There are many rumours and perspectives about Google’s data centres touted by data centre operators, executives, media, and analysts. I’d like to clear up a number of myths or inaccuracies about Google’s operations. This is based on my own experience, discussions I’ve had with Google employees, and interaction with well-known experts in the data centre ecosystem.
While, on the surface, what Google is doing looks like it could transfer over as a best practice for your data centre, that’s not always the case. Google runs their data centres optimally for their business?to deliver content that generates advertising revenue.
What’s important is that you focus on how to run your enterprise data centre optimally for your business, not Google’s. This comment always receives an “Amen” from data centre professionals when I give talks at industry events, because it isn’t fair to compare apples (Google’s content delivery) and oranges (enterprise applications).
As this article points out, your goals and Google’s are not always aligned. While you focus on availability and reliability, Google prioritises cost control over availability in most cases. Without further delay, here are 5 myths about Google’s data centres.
Myth #1: Google’s business critical applications and advertising systems run in PUE 1.2 content-delivery data centres.

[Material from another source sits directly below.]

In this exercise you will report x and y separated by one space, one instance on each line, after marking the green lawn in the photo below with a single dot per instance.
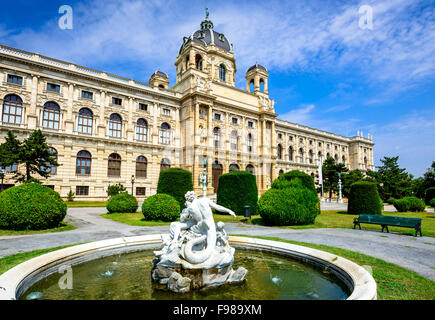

This is probably the biggest myth out there. Google runs two types of IT systems: content delivery and critical business services. Let’s take a look at the goals that define how Google runs these two types of systems.
First is content delivery, which is a homogeneous system of hardware and software that runs MapReduce over Google File System. This is where all the data for YouTube, GMail, Google Apps, etc lives. The content delivery system needs to be mostly available, but Google has provisioned such that some outages can be masked with redundancy and other outages can be solved with some apology messages.
This homogenous environment can be run at the limits, because availability is not the #1 requirement. The content delivery system is the “cost of goods sold (COGS)”, or the cost of Google doing business. Minimising cost maximises profit. These are the very large facilities with very low PUE.
Critical business services include Google’s internal systems that keep the company running day-to-day (customer management, HR, etc) as well as their advertising system, which serves advertisements and collects money. Without these systems, Google as a company doesn’t exist.
These systems are heterogeneous, running different software packages across a wide array of hardware inside of a conventional facility. Running these systems at their limits could jeopardise the ability to conduct business and collect revenue, so availability is tantamount. These conventional facilities use best practices and likely have a more moderate PUE between 1.5 and 1.9. Google doesn’t disclose information about these facilities, because they don’t have a sustained power draw of 5MW or more (so you never hear about them).
Myth #2: Google uses PUE as their primary metric to manage their data centres.
While PUE is an important metric to Google, it is one metric in a family of metrics that lead to lowest cost of content delivery. Engineers at Google tell me that, for each of their “business units” (such as YouTube, GMail, etc), they evaluate the profit per unit of content. Think of it as comparing the revenue generated versus the cost of delivering the content to generate that revenue. I applaud Google for this metric, but wish that they would publicly admit that it is really how they manage their IT infrastructure.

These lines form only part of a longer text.